Website compression should i?

Website compression is an important feature which can help increase a websites loading speed, before you dive straight in you need to understand how it works as it will increase CPU usage which could lead to a web server (especially busy ones) becoming slow resulting in slow website speeds (which could leave you with a website which now loads even slower than with no compression).

On demand v precompressed content
When enabling compression such as apaches deflate or gzip the content is compressed on the fly meaning that when a visitor requests a page all the content related to that page is compressed at that very moment and then sent to the client, what this means is that with every page load the CPU is recompressing the content for each client. This has its positives and negatives such as stale content (dynamic pages) is never sent to the clients browser but the server has to do compression with every request and on a busy server this can lead to a stall as the CPU can’t process the compression requests faster than it is receiving them.
Precompressed content also known as caching has its benefits as the server compresses the content once and then stores it into a cache location, anymore requests for any files which have already been cached will be loaded from the cache so the server doesn’t have to recompile, the major issue with caching content is that dynamic page will not work correctly if loaded from the cache, what this means is that stale content (old versions of a page) will be sent to the client which can lead to website features not working such as login pages.

Knowing what to compress
You must understand is what types of files and data you can compress, it is quite common to find that people enable website compression and just compress everything what this does is increase CPU and potentially loading speed which is not necessary as the data is already compressed. Allot of data on a website is already stored in a compressed format such as images and archive files, file formats such as zip, rar, jpg, png and gif are already stored in a compressed format and so recompressing an already compressed file doesn’t adjust its size greatly (you are talking about a couple of KB maybe a couple of MB on a huge file). All you will be doing is putting extra unneeded stress onto the CPU which on a busy server will slow the overall performance of the server. If your images, videos or archive files are large you should find alternative ways to lower their size such as decreasing the bitrates, audio quality, image quality, scale and various other options. You should read my post here related to oversized images.

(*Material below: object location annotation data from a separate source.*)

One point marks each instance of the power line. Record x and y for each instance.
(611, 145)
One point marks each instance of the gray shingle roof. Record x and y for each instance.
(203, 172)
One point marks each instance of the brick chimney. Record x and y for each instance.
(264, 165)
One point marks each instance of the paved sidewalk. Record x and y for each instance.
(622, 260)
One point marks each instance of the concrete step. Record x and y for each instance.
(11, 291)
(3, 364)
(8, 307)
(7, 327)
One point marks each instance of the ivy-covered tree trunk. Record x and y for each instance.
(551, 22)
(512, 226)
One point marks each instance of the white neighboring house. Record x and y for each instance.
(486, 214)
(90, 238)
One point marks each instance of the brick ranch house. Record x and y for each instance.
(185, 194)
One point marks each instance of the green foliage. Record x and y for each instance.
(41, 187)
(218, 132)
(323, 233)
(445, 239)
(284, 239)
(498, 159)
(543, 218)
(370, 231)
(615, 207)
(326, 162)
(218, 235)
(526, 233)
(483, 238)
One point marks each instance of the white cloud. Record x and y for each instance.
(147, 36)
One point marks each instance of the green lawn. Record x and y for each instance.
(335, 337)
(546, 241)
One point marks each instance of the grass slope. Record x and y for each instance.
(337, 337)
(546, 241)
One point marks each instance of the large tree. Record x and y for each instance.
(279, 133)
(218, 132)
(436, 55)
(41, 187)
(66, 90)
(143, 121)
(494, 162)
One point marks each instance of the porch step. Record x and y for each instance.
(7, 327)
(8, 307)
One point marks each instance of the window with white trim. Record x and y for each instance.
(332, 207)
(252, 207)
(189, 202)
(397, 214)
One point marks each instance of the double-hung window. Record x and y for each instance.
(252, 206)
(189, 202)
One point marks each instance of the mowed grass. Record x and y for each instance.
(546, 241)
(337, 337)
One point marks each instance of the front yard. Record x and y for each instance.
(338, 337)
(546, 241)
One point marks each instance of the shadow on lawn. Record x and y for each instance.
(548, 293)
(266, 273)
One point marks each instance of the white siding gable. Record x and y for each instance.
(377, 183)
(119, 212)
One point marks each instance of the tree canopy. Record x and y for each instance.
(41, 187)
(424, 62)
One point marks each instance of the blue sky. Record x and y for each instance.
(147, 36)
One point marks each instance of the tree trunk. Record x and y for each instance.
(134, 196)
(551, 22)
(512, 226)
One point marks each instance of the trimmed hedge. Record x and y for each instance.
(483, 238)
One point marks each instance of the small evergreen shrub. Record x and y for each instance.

Is my website already compressed?
It is simple to detect if your website is being compressed via various methods, one of the most simplest it to use a gzip testing website such as http://www.gidnetwork.com/tools/gzip-test.php, this website will simply tell you if your website is being sent compressed and if not estimate the total size if it was to be compressed. If you are to view the header data of your website response it will include a compression line if there isn’t one then compression isn’t enabled. You may need to use an add-on such as Live HTTP Headers for Firefox to view the header data.

Should I or shouldn’t I?
Compression does have its benefits but it comes with risks as well I personally use it myself but I have tested it rigorously on my server and have a CPU usage monitor installed, this allows me to keep an eye on the CPU usage and if it was to ever go to high from a sudden burst of traffic I will know and can disable or decrease the compression level. One thing is for sure that I would never enable compression on a live server unless I know for defiantly that the server can handle the extra load, I have seem numerous times people saying there server is struggling and the CPU is dying but as soon as compression is disabled it goes from performing like a school bus to a Ferrari almost instantly. Yes the benefits can be great but you must and i mean must test it first especially if it’s an already busy server.